Introducing Play into Your Workday
“Go outside and play! Preferably in a natural setting and with as little structure as possible. See you in 30 minutes.”
I asked my amazing sister Maia — a creative consultant and life coach — to come into our studio for a visit. I thought some of her ideas and training might be of service to my colleagues. We gathered with sandwiches while she talked to us. Then she sent us out to play.
Maia made some pretty audacious claims. She suggested that our power to summon playful states enhances both our experiences and the outcomes of our work. She told us that this skill, like our design, research and development skills, is honed only with practice — lots and lots of practice. She made her case with stories and with science.
First, she described her midlife discovery of surfing and the way it had deepened her creative potential. She spoke about how she had to learn to value her time surfing as a critical input to her professional capacity. In Maia’s words, “Unstructured play is sometimes denigrated, more often ignored by our culture of compulsive, constant, connected accomplishment. The irony is that during times of dense challenges, for those whose work demands engagement and creativity (nearly all of us), the ability to play makes accomplishment more accessible. You will have a much easier time accessing or summoning that state at work if you practice playing.” She surfs every day. She revels in it every day. Her work writing, speaking and enlightening individuals and groups like ours depends on it.

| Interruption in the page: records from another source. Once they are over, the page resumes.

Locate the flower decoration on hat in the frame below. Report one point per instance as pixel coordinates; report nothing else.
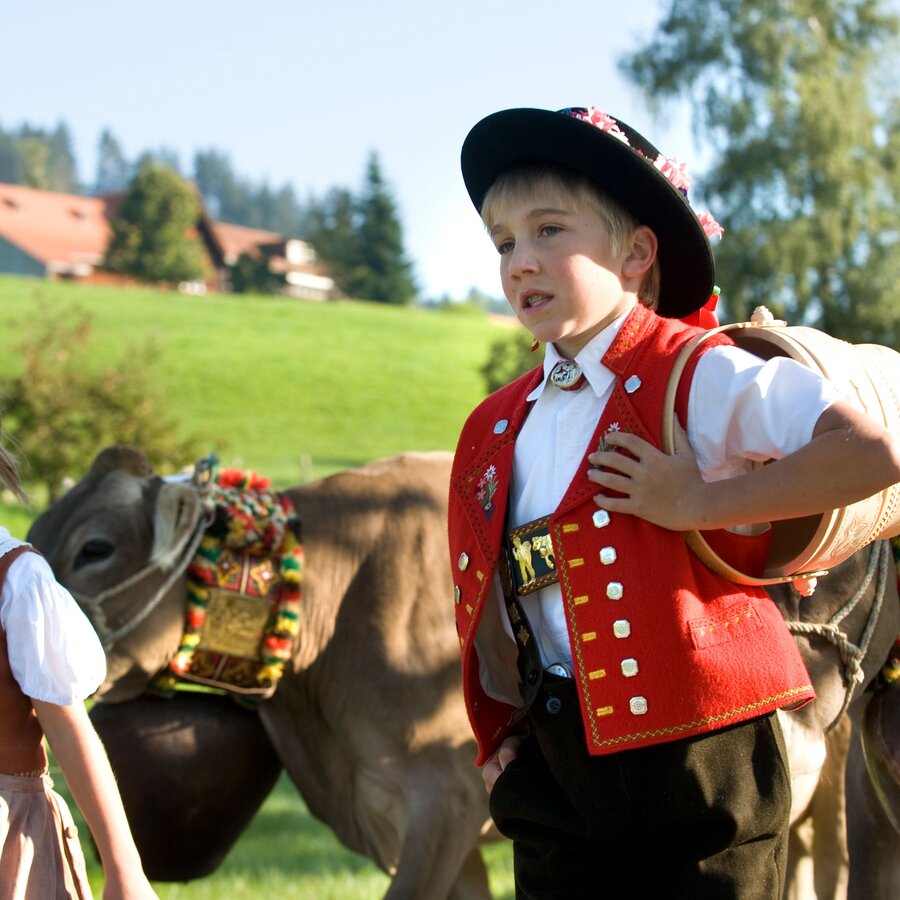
(676, 173)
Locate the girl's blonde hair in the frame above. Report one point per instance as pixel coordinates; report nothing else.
(579, 193)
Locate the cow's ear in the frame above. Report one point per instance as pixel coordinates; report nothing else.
(176, 516)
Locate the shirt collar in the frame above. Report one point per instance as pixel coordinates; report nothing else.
(598, 376)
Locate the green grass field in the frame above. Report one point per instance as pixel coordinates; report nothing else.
(292, 390)
(284, 387)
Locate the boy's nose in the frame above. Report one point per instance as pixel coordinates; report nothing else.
(522, 259)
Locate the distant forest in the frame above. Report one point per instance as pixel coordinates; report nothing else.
(44, 158)
(358, 234)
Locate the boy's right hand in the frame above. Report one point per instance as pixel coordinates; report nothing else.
(499, 760)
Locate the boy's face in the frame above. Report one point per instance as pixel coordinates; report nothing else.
(562, 280)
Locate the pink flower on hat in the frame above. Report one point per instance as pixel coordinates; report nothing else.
(675, 171)
(711, 228)
(601, 120)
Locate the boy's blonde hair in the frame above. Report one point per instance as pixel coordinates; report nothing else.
(579, 193)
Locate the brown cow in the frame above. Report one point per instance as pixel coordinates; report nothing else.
(368, 721)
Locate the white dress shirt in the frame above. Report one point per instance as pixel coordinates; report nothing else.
(54, 652)
(741, 410)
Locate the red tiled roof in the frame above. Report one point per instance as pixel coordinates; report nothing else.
(238, 239)
(56, 229)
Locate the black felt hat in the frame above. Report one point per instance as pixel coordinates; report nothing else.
(625, 165)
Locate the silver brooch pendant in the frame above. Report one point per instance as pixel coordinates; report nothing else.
(567, 375)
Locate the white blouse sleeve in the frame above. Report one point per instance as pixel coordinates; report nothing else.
(744, 410)
(54, 652)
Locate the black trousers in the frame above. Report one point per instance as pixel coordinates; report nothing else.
(701, 818)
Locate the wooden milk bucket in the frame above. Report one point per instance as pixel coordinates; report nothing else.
(868, 375)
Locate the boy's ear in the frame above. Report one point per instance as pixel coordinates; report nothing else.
(642, 252)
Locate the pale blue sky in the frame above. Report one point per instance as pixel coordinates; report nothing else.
(301, 92)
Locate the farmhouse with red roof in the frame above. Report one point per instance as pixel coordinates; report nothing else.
(50, 235)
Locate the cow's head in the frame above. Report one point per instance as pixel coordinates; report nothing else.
(117, 541)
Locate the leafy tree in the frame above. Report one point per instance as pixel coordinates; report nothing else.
(12, 168)
(63, 411)
(802, 117)
(113, 169)
(251, 274)
(333, 227)
(383, 272)
(508, 358)
(153, 235)
(361, 239)
(47, 160)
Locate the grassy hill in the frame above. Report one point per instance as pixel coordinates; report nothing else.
(293, 390)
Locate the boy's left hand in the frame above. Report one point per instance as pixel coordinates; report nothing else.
(665, 490)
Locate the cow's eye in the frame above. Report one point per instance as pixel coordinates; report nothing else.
(94, 550)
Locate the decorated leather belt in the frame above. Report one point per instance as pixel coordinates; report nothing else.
(529, 549)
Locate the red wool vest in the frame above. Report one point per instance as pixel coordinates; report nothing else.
(21, 748)
(663, 647)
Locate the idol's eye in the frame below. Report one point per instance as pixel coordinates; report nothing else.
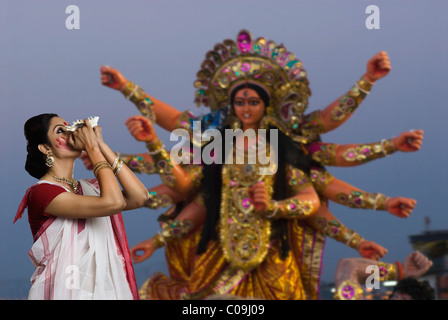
(254, 102)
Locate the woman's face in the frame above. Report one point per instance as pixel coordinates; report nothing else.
(58, 137)
(249, 108)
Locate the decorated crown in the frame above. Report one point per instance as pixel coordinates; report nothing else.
(262, 62)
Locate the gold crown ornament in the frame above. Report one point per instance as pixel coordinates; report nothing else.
(261, 62)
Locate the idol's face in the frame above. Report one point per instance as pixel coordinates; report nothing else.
(249, 108)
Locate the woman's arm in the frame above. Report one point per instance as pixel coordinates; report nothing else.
(302, 205)
(345, 194)
(349, 155)
(158, 111)
(188, 220)
(171, 174)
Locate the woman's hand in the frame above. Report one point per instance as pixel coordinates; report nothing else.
(371, 250)
(83, 138)
(415, 265)
(143, 250)
(141, 128)
(408, 141)
(86, 161)
(112, 78)
(400, 207)
(378, 67)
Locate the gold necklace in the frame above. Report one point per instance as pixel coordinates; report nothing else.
(70, 181)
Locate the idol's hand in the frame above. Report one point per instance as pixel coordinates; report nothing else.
(259, 197)
(141, 128)
(143, 250)
(378, 67)
(112, 78)
(86, 160)
(400, 207)
(409, 141)
(371, 250)
(415, 265)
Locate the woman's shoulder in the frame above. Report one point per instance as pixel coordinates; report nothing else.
(44, 190)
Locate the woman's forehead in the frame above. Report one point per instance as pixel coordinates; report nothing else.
(246, 93)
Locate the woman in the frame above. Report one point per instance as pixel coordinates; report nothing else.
(80, 248)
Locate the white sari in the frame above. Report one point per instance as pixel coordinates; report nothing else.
(81, 265)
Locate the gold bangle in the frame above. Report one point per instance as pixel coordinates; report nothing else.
(159, 241)
(155, 147)
(138, 97)
(349, 290)
(118, 167)
(388, 271)
(99, 166)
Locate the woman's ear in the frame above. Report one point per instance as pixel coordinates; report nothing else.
(43, 148)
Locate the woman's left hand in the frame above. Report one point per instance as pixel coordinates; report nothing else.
(400, 207)
(141, 128)
(371, 250)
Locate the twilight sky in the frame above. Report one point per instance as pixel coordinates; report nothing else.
(45, 67)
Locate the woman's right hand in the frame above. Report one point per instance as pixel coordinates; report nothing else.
(84, 138)
(112, 78)
(143, 250)
(141, 129)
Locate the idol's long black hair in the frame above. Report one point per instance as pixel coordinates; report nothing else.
(289, 153)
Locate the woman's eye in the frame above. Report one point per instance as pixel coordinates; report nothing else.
(254, 102)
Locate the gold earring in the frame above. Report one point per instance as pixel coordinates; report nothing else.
(49, 160)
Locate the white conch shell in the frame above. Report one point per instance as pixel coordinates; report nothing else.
(79, 123)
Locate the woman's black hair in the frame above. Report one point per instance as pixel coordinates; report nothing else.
(289, 152)
(36, 133)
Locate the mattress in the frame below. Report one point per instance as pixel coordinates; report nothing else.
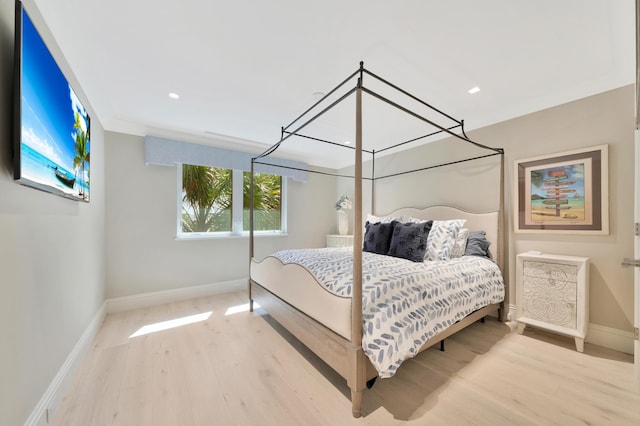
(404, 303)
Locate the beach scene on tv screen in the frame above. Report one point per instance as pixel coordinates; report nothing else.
(54, 145)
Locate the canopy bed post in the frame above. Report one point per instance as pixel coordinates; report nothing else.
(251, 253)
(502, 238)
(373, 182)
(357, 378)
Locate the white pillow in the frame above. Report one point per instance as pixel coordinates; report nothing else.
(411, 219)
(383, 219)
(460, 244)
(442, 237)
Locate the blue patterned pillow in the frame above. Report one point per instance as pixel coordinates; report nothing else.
(409, 240)
(378, 237)
(442, 237)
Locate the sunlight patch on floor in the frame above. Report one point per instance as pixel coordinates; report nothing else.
(240, 308)
(165, 325)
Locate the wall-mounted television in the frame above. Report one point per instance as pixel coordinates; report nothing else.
(52, 127)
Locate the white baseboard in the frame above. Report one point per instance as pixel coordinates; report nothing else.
(611, 338)
(127, 303)
(42, 413)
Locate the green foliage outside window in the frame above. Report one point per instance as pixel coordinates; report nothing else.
(207, 200)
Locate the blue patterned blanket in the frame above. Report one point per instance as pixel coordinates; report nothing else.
(404, 303)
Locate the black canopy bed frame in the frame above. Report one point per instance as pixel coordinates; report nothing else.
(345, 355)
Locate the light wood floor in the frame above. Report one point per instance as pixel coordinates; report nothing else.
(242, 369)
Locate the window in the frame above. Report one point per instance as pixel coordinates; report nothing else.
(216, 201)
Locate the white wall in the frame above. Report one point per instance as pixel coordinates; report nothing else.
(143, 255)
(52, 260)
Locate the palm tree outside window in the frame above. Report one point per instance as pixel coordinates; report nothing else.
(207, 201)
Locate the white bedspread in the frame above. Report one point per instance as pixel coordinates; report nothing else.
(404, 303)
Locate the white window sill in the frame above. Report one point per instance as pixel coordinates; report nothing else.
(225, 235)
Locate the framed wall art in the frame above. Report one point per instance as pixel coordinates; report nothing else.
(566, 192)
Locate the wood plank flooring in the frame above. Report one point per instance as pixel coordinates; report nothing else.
(243, 369)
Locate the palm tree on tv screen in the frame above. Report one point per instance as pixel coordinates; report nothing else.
(82, 156)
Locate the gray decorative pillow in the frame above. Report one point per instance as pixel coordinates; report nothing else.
(378, 237)
(460, 245)
(477, 244)
(442, 238)
(409, 240)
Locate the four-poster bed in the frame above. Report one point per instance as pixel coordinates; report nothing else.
(326, 308)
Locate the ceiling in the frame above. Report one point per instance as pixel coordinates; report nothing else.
(243, 69)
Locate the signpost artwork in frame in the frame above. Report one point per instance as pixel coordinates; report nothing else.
(563, 193)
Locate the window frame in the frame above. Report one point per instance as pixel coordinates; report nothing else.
(237, 210)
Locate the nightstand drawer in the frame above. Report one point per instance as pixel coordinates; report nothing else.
(552, 292)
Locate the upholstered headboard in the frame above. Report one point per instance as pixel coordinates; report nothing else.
(488, 222)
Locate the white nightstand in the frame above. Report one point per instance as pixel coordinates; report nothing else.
(552, 292)
(336, 240)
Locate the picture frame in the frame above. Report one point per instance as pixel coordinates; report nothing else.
(563, 193)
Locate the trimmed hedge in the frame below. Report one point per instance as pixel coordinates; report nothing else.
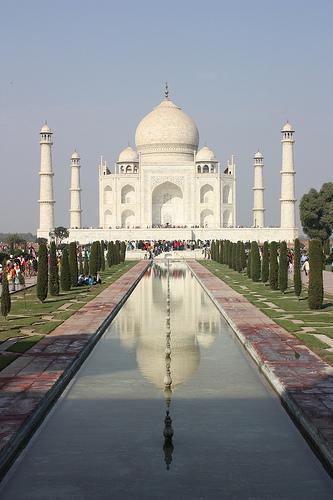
(316, 292)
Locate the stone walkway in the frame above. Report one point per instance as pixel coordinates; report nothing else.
(303, 381)
(31, 382)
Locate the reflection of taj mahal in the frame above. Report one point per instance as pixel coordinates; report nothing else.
(167, 188)
(167, 181)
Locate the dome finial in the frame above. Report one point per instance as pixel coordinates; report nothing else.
(166, 92)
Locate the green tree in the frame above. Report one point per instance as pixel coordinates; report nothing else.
(74, 272)
(80, 258)
(93, 262)
(273, 267)
(283, 267)
(53, 271)
(230, 255)
(297, 268)
(316, 212)
(221, 251)
(5, 295)
(102, 256)
(255, 261)
(316, 292)
(265, 262)
(248, 266)
(65, 274)
(86, 264)
(122, 251)
(42, 273)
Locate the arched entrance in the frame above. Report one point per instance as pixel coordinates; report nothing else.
(167, 205)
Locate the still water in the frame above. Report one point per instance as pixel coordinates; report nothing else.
(168, 405)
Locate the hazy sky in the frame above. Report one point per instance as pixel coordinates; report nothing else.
(93, 69)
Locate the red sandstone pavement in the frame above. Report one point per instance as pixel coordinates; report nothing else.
(27, 386)
(303, 381)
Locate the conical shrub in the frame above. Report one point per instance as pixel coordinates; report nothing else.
(73, 267)
(53, 271)
(273, 267)
(283, 267)
(255, 262)
(265, 262)
(297, 268)
(316, 292)
(5, 294)
(65, 274)
(42, 273)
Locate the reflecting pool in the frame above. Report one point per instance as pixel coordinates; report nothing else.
(168, 405)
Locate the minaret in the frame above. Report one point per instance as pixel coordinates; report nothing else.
(75, 210)
(258, 191)
(287, 199)
(46, 199)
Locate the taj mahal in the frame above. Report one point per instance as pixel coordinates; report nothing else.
(168, 188)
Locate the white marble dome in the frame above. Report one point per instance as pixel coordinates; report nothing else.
(287, 128)
(128, 155)
(167, 129)
(205, 154)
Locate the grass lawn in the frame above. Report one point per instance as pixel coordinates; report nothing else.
(285, 309)
(29, 320)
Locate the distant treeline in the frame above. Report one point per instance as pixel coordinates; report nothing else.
(25, 236)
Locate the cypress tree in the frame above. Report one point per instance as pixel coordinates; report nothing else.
(248, 266)
(81, 269)
(102, 256)
(316, 292)
(265, 263)
(234, 256)
(117, 251)
(221, 251)
(86, 264)
(53, 271)
(242, 255)
(230, 255)
(65, 274)
(122, 251)
(212, 250)
(73, 268)
(42, 273)
(297, 268)
(99, 255)
(283, 267)
(255, 262)
(273, 267)
(217, 251)
(238, 257)
(109, 255)
(93, 262)
(5, 295)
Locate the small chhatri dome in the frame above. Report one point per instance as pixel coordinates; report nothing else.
(287, 128)
(258, 155)
(45, 129)
(205, 154)
(128, 155)
(75, 155)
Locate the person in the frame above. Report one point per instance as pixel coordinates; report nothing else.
(306, 267)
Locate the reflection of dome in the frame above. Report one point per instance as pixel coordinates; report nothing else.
(185, 358)
(167, 129)
(205, 339)
(128, 155)
(205, 154)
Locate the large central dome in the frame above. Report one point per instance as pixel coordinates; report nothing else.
(167, 130)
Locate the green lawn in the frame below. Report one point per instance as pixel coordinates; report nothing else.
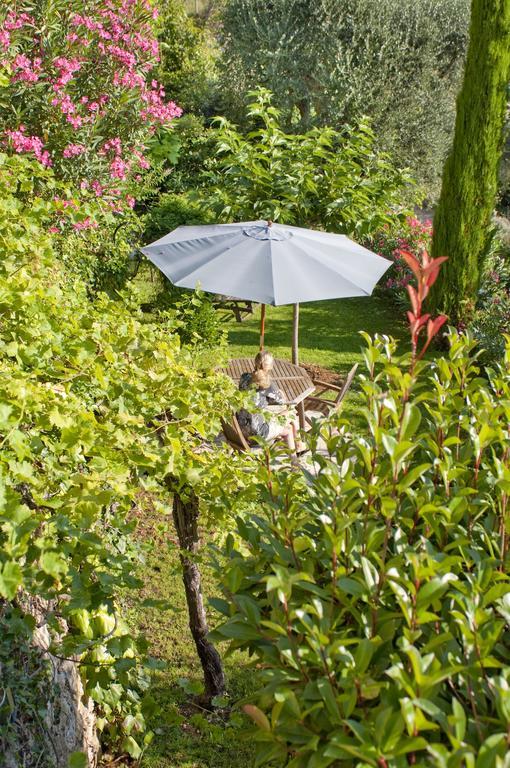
(328, 330)
(185, 735)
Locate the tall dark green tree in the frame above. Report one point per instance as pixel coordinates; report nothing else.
(462, 222)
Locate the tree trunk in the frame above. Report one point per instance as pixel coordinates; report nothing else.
(463, 216)
(185, 514)
(65, 722)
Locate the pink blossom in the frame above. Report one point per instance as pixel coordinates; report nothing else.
(114, 144)
(66, 69)
(97, 188)
(87, 223)
(73, 150)
(16, 21)
(119, 168)
(28, 71)
(20, 142)
(5, 39)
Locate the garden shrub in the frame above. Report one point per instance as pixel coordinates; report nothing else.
(399, 62)
(335, 180)
(97, 407)
(374, 594)
(171, 211)
(103, 258)
(491, 317)
(77, 91)
(199, 322)
(412, 236)
(188, 66)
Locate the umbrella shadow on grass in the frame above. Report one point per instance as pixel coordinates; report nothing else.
(325, 326)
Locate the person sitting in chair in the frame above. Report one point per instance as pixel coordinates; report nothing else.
(267, 394)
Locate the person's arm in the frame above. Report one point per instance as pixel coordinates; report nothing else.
(274, 395)
(245, 381)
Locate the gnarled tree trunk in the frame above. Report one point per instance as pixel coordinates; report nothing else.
(185, 515)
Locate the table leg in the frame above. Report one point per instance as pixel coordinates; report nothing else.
(301, 415)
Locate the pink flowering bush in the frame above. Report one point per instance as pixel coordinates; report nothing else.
(78, 94)
(414, 237)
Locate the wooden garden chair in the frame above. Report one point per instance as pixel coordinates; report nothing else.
(325, 405)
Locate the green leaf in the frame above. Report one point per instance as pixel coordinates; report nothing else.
(78, 760)
(257, 716)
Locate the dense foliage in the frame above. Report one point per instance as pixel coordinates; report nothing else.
(329, 62)
(188, 58)
(77, 91)
(462, 221)
(374, 594)
(97, 409)
(324, 178)
(412, 236)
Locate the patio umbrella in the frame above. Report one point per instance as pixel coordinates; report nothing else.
(268, 263)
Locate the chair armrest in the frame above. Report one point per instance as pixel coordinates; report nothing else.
(333, 387)
(323, 400)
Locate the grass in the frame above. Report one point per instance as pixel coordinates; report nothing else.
(185, 736)
(329, 334)
(328, 330)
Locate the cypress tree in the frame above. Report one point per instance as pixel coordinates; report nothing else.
(462, 221)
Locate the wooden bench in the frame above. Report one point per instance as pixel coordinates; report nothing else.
(326, 405)
(237, 308)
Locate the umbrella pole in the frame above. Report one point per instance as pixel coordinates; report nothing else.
(262, 325)
(295, 334)
(295, 358)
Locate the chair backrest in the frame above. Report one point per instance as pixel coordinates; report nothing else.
(346, 385)
(234, 435)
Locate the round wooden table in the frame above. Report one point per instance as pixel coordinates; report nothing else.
(294, 381)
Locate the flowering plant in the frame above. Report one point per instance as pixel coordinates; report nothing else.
(78, 94)
(411, 236)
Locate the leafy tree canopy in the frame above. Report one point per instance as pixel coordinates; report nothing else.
(337, 180)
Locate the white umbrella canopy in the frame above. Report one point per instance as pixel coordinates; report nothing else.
(268, 263)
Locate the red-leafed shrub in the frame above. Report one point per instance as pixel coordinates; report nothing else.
(78, 94)
(414, 237)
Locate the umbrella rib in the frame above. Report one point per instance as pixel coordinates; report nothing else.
(329, 269)
(189, 275)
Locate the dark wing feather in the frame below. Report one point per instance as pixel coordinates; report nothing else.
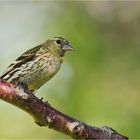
(24, 58)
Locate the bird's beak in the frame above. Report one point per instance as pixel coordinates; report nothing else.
(67, 48)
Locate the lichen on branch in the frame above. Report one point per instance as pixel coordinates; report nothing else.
(45, 115)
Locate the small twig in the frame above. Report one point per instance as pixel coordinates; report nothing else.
(45, 115)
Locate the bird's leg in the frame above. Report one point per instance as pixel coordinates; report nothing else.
(24, 86)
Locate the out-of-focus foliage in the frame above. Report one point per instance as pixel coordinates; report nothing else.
(98, 82)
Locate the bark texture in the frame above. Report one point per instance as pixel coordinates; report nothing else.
(45, 115)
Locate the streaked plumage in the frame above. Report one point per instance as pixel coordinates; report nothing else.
(39, 64)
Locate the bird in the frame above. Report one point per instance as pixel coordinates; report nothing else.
(38, 65)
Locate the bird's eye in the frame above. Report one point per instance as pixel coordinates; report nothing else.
(58, 41)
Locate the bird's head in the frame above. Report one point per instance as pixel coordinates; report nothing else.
(58, 45)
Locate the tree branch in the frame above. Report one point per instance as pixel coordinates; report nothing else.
(45, 115)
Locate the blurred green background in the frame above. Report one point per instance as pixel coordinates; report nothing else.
(98, 83)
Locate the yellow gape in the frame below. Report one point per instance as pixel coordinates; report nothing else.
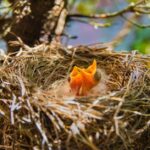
(83, 80)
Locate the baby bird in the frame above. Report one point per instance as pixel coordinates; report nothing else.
(82, 80)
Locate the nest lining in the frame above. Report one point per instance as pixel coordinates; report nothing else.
(33, 117)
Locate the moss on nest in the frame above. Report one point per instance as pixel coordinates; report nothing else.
(32, 117)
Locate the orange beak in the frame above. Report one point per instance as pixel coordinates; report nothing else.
(83, 80)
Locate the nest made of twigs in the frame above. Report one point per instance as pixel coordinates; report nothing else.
(33, 117)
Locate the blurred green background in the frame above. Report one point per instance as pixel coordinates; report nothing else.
(90, 31)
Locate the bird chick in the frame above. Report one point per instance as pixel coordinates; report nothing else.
(83, 80)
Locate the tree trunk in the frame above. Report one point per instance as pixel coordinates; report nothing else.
(36, 21)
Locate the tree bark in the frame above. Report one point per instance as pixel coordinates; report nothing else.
(36, 21)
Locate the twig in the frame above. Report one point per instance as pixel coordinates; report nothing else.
(129, 8)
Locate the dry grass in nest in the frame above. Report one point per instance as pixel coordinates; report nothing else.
(33, 117)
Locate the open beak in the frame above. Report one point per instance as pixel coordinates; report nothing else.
(82, 80)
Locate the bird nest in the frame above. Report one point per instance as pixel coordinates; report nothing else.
(35, 113)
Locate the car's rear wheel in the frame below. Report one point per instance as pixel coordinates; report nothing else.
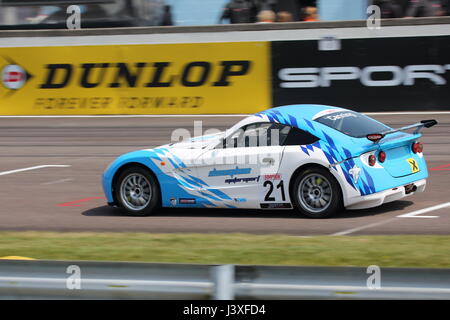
(137, 191)
(316, 193)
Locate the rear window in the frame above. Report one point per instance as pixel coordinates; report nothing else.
(352, 123)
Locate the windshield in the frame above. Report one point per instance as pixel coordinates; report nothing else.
(352, 123)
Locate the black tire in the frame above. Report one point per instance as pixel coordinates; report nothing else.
(313, 182)
(131, 196)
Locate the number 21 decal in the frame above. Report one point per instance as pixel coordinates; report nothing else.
(280, 186)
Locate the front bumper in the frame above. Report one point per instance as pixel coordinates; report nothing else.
(385, 196)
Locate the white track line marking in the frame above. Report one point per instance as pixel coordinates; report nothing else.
(4, 173)
(415, 214)
(56, 181)
(367, 226)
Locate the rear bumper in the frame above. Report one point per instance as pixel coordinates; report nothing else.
(385, 196)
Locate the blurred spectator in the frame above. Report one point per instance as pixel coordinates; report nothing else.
(266, 5)
(311, 14)
(266, 16)
(390, 9)
(239, 11)
(284, 16)
(426, 8)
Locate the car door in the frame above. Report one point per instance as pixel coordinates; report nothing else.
(242, 163)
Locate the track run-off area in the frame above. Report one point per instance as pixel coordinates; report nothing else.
(51, 171)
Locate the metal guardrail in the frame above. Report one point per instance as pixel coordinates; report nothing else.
(121, 280)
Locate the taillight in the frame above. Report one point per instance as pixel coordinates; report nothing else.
(417, 147)
(372, 160)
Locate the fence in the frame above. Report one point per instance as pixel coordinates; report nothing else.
(121, 280)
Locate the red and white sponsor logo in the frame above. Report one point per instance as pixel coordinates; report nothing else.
(13, 76)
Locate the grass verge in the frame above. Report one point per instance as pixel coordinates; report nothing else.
(385, 251)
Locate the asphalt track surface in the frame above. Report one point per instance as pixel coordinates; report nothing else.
(71, 198)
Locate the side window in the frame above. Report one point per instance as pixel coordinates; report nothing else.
(257, 135)
(299, 137)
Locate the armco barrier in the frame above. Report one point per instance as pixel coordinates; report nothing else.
(227, 69)
(119, 280)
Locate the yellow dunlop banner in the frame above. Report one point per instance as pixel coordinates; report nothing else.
(205, 78)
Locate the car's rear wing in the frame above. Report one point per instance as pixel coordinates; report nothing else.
(376, 137)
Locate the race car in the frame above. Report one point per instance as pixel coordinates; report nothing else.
(313, 159)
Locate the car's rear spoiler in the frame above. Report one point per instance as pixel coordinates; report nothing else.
(17, 3)
(375, 137)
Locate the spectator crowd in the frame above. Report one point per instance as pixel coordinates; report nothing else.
(268, 11)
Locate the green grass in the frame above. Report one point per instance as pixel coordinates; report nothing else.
(385, 251)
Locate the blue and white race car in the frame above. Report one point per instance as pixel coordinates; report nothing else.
(314, 159)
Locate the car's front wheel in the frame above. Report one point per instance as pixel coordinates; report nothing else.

If we’re in the habit of seeing work as an all-serious endeavor, we might feel silly or irresponsible to take our eye off the metaphorical ball in favor of picking up a real one to toss around with our coworkers or kids. Maia led us in exercises to show us how tossing a ball, or playing with sticks, or dancing, or any other kind of activity that helps you induce a state of play can be a source of discovery, inspiration and innovation.
In his bookPlay: How it Shapes the Brain, Opens the Imagination, and Invigorates the Soul, Dr. Stuart Brown describes the ways play is evolution’s mechanism for brain development. Younger big-brained animals have particularly high play needs while their brains are developing. But humans have a unique capacity to add cells to their brains (neurogenesis) well into adulthood. As a result, humans have a lifelong need for play.
Play was just part of the prescription Maia offered for counteracting the destructive effects of project stress and demanding schedules. She talked about research revealing the physiological and psychological benefits of spending time being active in natural environments. For example, there is a growing body of research into the Japanese tradition of Shinrin Yoku, or forest bathing. Recent research has shown that business people who spent a weekend walking in a forest showed a measurable increase in immune function for 30 days, as opposed to a control group who walked the same distance in an urban environment.
Maia also introduced us to a relatively new, interdisciplinary kind of research called embodied cognition. This research posits that our bodies are crucial to our ways of thinking. For example, all of our sensory organs are concentrated on one side of our bodies (the front side). Our bodies are built to move more easily in one direction than others (forward). As a result, we have a tactile conception of forwardness. Out of that tactile understanding, we developed a more abstract, metaphorical idea of “forwardness” or “backwardness.” In other words, what we do with our bodies directly affects how we generate ideas.
After the workshop I asked Maia to summarize what she was urging us to embrace. She pointed out that the metaphors that emerge from play can be crucial inspiration for figuring out difficult puzzles and finding new ways to overcome massive challenges. Before she left, she reminded us: “Mix the concepts of the embodied cognition researchers with those of the play research and you get a clear prescription for better, more fun, and fulfilling work lives. Go outside and play. Not just once during a workshop, but as often as possible. It will change your body, change your brain, and make you better at what you do.”